[Wolves] [OT] SMT soldering

Chris Ellis chris at intrbiz.com
Sat Mar 19 19:33:28 UTC 2022

Hi James

On Sat, Mar 19, 2022 at 2:52 PM James Dutton via Wolves
<wolves at mailman.lug.org.uk> wrote:
> Hi,
> I know this is not Linux, but I know some people on this list play with electronics.
> I have a component I wish to replace on a PCB.
> NCP1250
> It is a TSOP−6 package about 1.5 x 3 mm.

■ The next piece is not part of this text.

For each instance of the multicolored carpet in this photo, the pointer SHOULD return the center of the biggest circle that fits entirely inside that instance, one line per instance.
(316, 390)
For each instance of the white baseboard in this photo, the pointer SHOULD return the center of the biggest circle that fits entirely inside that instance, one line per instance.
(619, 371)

It is a chip with 6 pins.
> I have not done surface mount stuff before.
> As it is so small, what do people suggest as options for going about doing it?

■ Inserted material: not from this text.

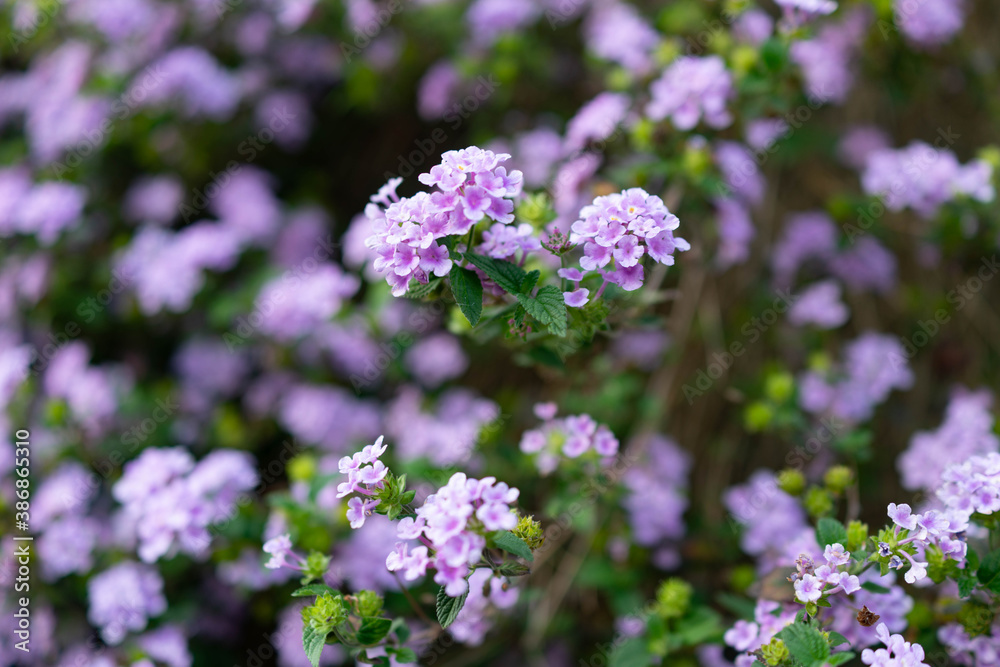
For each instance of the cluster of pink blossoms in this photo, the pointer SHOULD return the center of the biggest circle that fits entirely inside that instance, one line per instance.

That should be pretty manageable with just a standard soldering iron.

The general trick with SMT hand iron work is rather counter-intuitive,
basically be messy and then clean up.  Desoldering braid and some flux
paste is very essential.

Essentially, tack one lead into place to align it.  Then drag a solder
ball over the pins, don't worry about bridges.  Then clean up with the
desoldering braid.  Volia a clean looking SMT joint.

Removing the part with just an iron might be more difficult and
soldering a new one.  I'd probably carefully cut the leads of the
broken chip and then remove each lead.

The other option is to buy a hot air SMD rework station, you should be
able to get one on Ebay/Amazon for ~£30ish (tend to go by the name
858D).  You can use this to reflow just the specific parts.  Easy to
remove the part.
Then add solder to each pad with an iron, cover in flux and use the
hot air to reflow.

> I am trying to repair a PSU because I don't like waste.
> I understand electronics, and know how to solder normal through hole components well enough.
> Other complications, when it broke, it has fused resistors (causing them to be open circuit) and at the same time missing a label, so it is quite difficult for me to determine what value resistor they were. Any ideas?

This is pretty tricky, you'd have to try and reverse the PCB to a
schematic to work out roughly what the part does.  Hopefully it's not
important like a feedback resistor where the value really matters.

> I also understand that it would be cheaper and easier to just go out and purchase a new PSU, but that is not the point here. It's more of the challenge and environmental aspect that I am doing it for.

SMT work is pretty fun and quite satisfying once you've learnt some of
the tricks.  It can be surprising how easy SOICs and stuff can be with
the drag soldering trick.  Hot air is very handy but also a bit of a
pain in the arse at times, especially when the air moves the part around.